In het algemeen is de behoefte aan eenzaamheid er een teken van dat er nog geest is in een mens en de maatstaf wat voor geest hij is.

Søren Kierkegaard in Sygdommen til døden (1849), vertaald door F. van Raalten in Eenzaamheid & communicatie (1982)

Volgens de Deense denker Søren Kierkegaard (1813-1855) kan een mens zijn individualiteit alleen ontwikkelen als ‘enkeling’. Daarmee geldt hij als de grondlegger van de existentiefilosofie. Als enkeling vormt hij een tegenstelling met ‘het algemeen sociale’ en ‘een tegenstelling maakt altijd eenzaam’. Kierkegaard was het liefst alleen, maar was ook diep doordrongen van zijn opdracht om te ‘getuigen van de waarheid’ (van het christendom) en daarom moest hij toch weer steeds onder de mensen komen.

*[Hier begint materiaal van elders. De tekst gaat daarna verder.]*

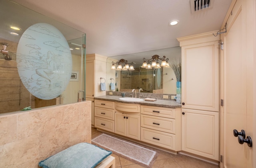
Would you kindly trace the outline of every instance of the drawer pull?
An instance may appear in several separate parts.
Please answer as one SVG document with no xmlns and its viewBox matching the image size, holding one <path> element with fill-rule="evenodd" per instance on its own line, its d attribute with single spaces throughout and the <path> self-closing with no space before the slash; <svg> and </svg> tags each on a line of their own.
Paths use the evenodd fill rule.
<svg viewBox="0 0 256 168">
<path fill-rule="evenodd" d="M 156 113 L 160 113 L 160 111 L 154 111 L 154 110 L 153 110 L 153 112 L 155 112 Z"/>
</svg>

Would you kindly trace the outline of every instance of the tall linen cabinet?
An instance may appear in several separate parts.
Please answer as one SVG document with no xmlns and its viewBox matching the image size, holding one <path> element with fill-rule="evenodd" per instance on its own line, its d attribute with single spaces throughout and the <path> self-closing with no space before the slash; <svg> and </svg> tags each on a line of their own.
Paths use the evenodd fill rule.
<svg viewBox="0 0 256 168">
<path fill-rule="evenodd" d="M 92 125 L 94 125 L 94 99 L 106 95 L 100 90 L 100 82 L 106 82 L 106 63 L 107 57 L 97 54 L 86 55 L 86 61 L 85 98 L 92 101 Z M 102 79 L 100 78 L 102 78 Z"/>
<path fill-rule="evenodd" d="M 182 50 L 182 150 L 219 160 L 219 36 L 177 39 Z"/>
</svg>

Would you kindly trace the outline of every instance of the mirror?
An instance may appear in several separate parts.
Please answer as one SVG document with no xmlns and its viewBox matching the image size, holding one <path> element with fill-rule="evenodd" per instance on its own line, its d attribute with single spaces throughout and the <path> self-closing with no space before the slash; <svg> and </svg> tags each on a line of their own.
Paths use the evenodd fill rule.
<svg viewBox="0 0 256 168">
<path fill-rule="evenodd" d="M 77 102 L 78 91 L 85 88 L 84 73 L 82 70 L 84 65 L 81 63 L 85 55 L 85 49 L 82 47 L 85 40 L 85 33 L 9 0 L 1 1 L 0 11 L 3 18 L 0 24 L 1 51 L 3 43 L 7 45 L 4 52 L 0 52 L 0 114 L 20 111 L 29 106 L 34 109 Z M 20 39 L 27 29 L 38 23 L 48 23 L 58 29 L 67 40 L 69 47 L 73 49 L 71 50 L 72 76 L 65 90 L 50 100 L 42 100 L 30 94 L 17 70 L 16 53 Z M 12 29 L 11 25 L 20 29 Z M 33 63 L 32 60 L 26 61 L 28 64 Z M 82 96 L 80 95 L 80 98 Z"/>
<path fill-rule="evenodd" d="M 106 84 L 110 85 L 110 82 L 114 82 L 115 90 L 111 90 L 110 87 L 107 87 L 107 90 L 131 92 L 133 89 L 138 90 L 141 88 L 143 91 L 141 92 L 146 93 L 176 94 L 177 80 L 171 68 L 146 69 L 140 67 L 144 58 L 149 59 L 156 55 L 161 58 L 165 56 L 166 58 L 169 59 L 170 63 L 172 60 L 181 59 L 181 49 L 177 47 L 109 57 L 107 61 Z M 116 62 L 121 59 L 127 60 L 129 65 L 133 63 L 132 65 L 135 70 L 111 69 L 112 61 Z"/>
</svg>

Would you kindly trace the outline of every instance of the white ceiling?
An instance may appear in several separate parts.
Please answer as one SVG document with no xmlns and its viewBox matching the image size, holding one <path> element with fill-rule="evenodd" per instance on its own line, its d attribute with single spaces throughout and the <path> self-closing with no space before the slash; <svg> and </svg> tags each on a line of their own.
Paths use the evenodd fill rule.
<svg viewBox="0 0 256 168">
<path fill-rule="evenodd" d="M 177 38 L 218 30 L 232 0 L 193 14 L 190 0 L 11 1 L 85 33 L 86 54 L 111 57 L 177 47 Z M 174 20 L 178 24 L 168 25 Z"/>
</svg>

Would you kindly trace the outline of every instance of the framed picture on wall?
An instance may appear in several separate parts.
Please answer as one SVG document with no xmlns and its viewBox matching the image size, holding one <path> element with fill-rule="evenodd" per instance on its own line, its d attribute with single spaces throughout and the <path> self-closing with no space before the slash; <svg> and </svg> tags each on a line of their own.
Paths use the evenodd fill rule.
<svg viewBox="0 0 256 168">
<path fill-rule="evenodd" d="M 79 76 L 78 71 L 72 70 L 70 76 L 70 81 L 78 81 Z"/>
</svg>

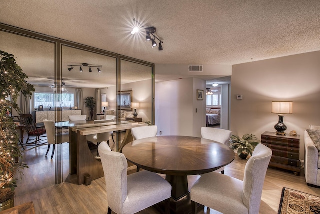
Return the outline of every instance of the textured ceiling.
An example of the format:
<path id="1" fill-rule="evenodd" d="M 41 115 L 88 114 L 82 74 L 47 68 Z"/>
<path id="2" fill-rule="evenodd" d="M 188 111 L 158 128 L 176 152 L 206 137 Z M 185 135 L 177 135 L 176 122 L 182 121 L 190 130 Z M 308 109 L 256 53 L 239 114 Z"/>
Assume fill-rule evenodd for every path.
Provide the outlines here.
<path id="1" fill-rule="evenodd" d="M 318 0 L 1 2 L 2 23 L 156 64 L 233 65 L 320 50 Z M 134 18 L 156 28 L 163 51 L 130 34 Z"/>

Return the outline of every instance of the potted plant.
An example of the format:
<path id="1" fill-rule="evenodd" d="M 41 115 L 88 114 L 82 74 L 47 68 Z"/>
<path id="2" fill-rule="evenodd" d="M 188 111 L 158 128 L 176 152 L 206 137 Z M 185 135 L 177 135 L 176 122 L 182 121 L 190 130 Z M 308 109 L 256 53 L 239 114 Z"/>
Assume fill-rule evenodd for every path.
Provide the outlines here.
<path id="1" fill-rule="evenodd" d="M 256 146 L 260 142 L 252 134 L 244 134 L 242 138 L 232 134 L 230 140 L 230 148 L 234 150 L 238 150 L 239 157 L 246 160 L 249 154 L 252 155 Z"/>
<path id="2" fill-rule="evenodd" d="M 90 112 L 91 120 L 94 120 L 94 108 L 96 107 L 96 101 L 94 101 L 94 98 L 92 96 L 89 96 L 86 98 L 85 100 L 86 106 L 87 108 L 88 108 L 91 111 Z"/>
<path id="3" fill-rule="evenodd" d="M 22 178 L 22 170 L 28 168 L 22 162 L 16 125 L 8 112 L 14 109 L 20 114 L 20 110 L 16 103 L 20 93 L 25 97 L 32 96 L 34 88 L 25 80 L 28 77 L 14 57 L 0 50 L 0 211 L 14 206 L 17 180 L 15 175 L 17 172 L 20 172 Z"/>

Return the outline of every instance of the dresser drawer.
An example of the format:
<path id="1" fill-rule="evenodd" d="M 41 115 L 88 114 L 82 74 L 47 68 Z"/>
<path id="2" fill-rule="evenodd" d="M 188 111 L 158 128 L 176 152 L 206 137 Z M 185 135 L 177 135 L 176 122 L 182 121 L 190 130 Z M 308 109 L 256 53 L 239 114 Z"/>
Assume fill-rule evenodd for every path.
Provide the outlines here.
<path id="1" fill-rule="evenodd" d="M 298 154 L 300 153 L 300 149 L 298 148 L 285 146 L 284 146 L 276 145 L 275 144 L 266 144 L 263 142 L 262 142 L 262 144 L 272 150 L 282 150 L 282 151 L 290 152 Z"/>
<path id="2" fill-rule="evenodd" d="M 287 158 L 296 160 L 299 160 L 300 154 L 299 153 L 290 152 L 282 151 L 282 150 L 277 150 L 272 149 L 272 156 L 280 157 Z"/>
<path id="3" fill-rule="evenodd" d="M 297 139 L 282 138 L 262 135 L 262 143 L 274 144 L 284 146 L 295 147 L 296 148 L 300 147 L 300 140 Z"/>
<path id="4" fill-rule="evenodd" d="M 272 158 L 271 158 L 271 162 L 278 162 L 292 166 L 300 167 L 300 160 L 298 160 L 290 159 L 272 156 Z"/>

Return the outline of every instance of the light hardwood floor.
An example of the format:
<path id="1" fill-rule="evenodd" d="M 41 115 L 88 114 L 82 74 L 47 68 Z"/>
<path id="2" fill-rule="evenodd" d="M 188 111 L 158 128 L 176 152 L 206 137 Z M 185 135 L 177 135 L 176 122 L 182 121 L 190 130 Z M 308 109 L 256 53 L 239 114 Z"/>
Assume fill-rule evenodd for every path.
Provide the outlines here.
<path id="1" fill-rule="evenodd" d="M 112 140 L 110 141 L 112 142 Z M 112 146 L 113 142 L 111 142 Z M 68 144 L 63 144 L 64 174 L 68 174 Z M 107 192 L 104 178 L 94 180 L 88 186 L 78 186 L 66 182 L 59 185 L 54 184 L 54 160 L 51 160 L 50 150 L 45 156 L 48 145 L 28 146 L 24 160 L 30 168 L 24 170 L 24 176 L 18 182 L 16 188 L 16 206 L 33 202 L 36 214 L 102 214 L 108 211 Z M 225 174 L 242 180 L 246 160 L 236 156 L 234 161 L 226 167 Z M 128 174 L 134 173 L 135 166 L 130 166 Z M 190 188 L 199 176 L 188 177 Z M 112 182 L 112 180 L 108 180 Z M 300 176 L 278 170 L 268 169 L 262 192 L 260 214 L 276 214 L 281 193 L 286 187 L 310 194 L 320 196 L 320 188 L 308 186 L 302 172 Z M 113 212 L 112 212 L 113 213 Z M 140 214 L 158 214 L 152 208 Z M 219 213 L 206 208 L 198 214 Z"/>

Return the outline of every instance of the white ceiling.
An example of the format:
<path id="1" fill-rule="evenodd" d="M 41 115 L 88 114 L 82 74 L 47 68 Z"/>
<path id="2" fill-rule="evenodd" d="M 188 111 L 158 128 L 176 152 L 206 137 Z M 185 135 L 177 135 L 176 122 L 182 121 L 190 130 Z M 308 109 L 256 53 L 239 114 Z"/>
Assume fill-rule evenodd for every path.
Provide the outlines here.
<path id="1" fill-rule="evenodd" d="M 2 23 L 156 64 L 233 65 L 320 50 L 318 0 L 2 0 L 1 4 Z M 144 34 L 130 34 L 134 18 L 156 28 L 163 51 L 151 48 Z"/>

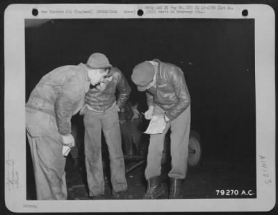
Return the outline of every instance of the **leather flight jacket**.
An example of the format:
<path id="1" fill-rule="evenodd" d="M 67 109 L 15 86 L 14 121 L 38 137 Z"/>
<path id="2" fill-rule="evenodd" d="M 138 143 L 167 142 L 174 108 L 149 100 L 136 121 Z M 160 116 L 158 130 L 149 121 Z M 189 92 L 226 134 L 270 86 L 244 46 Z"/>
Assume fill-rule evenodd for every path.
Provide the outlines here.
<path id="1" fill-rule="evenodd" d="M 115 102 L 121 110 L 129 99 L 131 87 L 122 74 L 116 67 L 111 68 L 112 78 L 103 85 L 91 86 L 85 96 L 85 103 L 90 105 L 91 110 L 97 112 L 106 112 L 109 110 Z M 116 101 L 116 91 L 117 98 Z"/>
<path id="2" fill-rule="evenodd" d="M 158 105 L 170 120 L 179 117 L 190 104 L 190 96 L 182 70 L 154 59 L 158 64 L 156 86 L 146 91 L 148 106 Z"/>

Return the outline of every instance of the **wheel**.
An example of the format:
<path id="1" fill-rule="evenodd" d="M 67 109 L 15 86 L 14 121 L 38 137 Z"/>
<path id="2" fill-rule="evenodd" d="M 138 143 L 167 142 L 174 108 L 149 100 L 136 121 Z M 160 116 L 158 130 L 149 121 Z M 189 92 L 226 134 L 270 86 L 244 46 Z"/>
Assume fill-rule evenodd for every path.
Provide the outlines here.
<path id="1" fill-rule="evenodd" d="M 188 143 L 188 166 L 198 166 L 200 164 L 201 158 L 202 146 L 200 137 L 196 132 L 190 131 Z"/>

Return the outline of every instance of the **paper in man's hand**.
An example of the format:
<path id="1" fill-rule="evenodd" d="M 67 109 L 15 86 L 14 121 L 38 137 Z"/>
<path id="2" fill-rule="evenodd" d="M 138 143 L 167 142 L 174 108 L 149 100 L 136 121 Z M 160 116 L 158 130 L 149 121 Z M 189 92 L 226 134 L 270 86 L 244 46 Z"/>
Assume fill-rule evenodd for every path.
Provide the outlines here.
<path id="1" fill-rule="evenodd" d="M 63 151 L 62 151 L 63 155 L 64 155 L 65 157 L 67 156 L 70 150 L 71 150 L 70 147 L 67 146 L 63 146 Z"/>
<path id="2" fill-rule="evenodd" d="M 163 116 L 153 116 L 149 126 L 144 132 L 145 134 L 161 134 L 166 126 Z"/>

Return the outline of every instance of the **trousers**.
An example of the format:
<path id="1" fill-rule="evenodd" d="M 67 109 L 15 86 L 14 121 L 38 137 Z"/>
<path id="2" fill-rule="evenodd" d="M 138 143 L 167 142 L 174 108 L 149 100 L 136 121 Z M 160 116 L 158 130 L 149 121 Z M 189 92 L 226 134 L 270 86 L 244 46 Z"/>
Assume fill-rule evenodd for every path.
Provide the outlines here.
<path id="1" fill-rule="evenodd" d="M 66 200 L 66 158 L 55 117 L 26 110 L 27 138 L 32 156 L 38 200 Z"/>
<path id="2" fill-rule="evenodd" d="M 158 105 L 154 108 L 154 115 L 163 115 L 165 110 Z M 189 105 L 178 117 L 166 124 L 162 134 L 150 135 L 147 166 L 145 175 L 147 180 L 161 173 L 161 158 L 165 136 L 171 128 L 170 178 L 183 179 L 186 177 L 188 141 L 190 127 L 190 106 Z"/>
<path id="3" fill-rule="evenodd" d="M 106 111 L 84 112 L 85 162 L 90 196 L 104 195 L 101 130 L 108 146 L 113 193 L 127 189 L 122 139 L 116 106 Z"/>

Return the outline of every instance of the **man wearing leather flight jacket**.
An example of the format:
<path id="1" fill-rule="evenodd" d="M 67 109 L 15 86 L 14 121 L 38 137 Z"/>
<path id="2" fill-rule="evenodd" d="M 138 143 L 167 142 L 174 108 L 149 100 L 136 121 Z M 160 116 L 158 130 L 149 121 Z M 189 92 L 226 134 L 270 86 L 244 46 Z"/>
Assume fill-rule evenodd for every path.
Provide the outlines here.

Het citaat is afkomstig uit een van zijn laatste boeken, dat in 2008 in vertaling uitkwam als De ziekte tot de dood, met als ondertitel ‘een christelijk psychologische uiteenzetting tot opbouwing en opwekking’. Het vervolgt met een bespotting van onze ‘continue society-tijd’ die de eenzaamheid zo verafschuwt ‘dat men (wat een voortreffelijke spitsvondigheid) niet weet hoe die anders te gebruiken dan als straf voor misdadigers’. Maar misschien past dat ook wel in een tijd waarin het een misdaad is om ‘geest te bezitten’.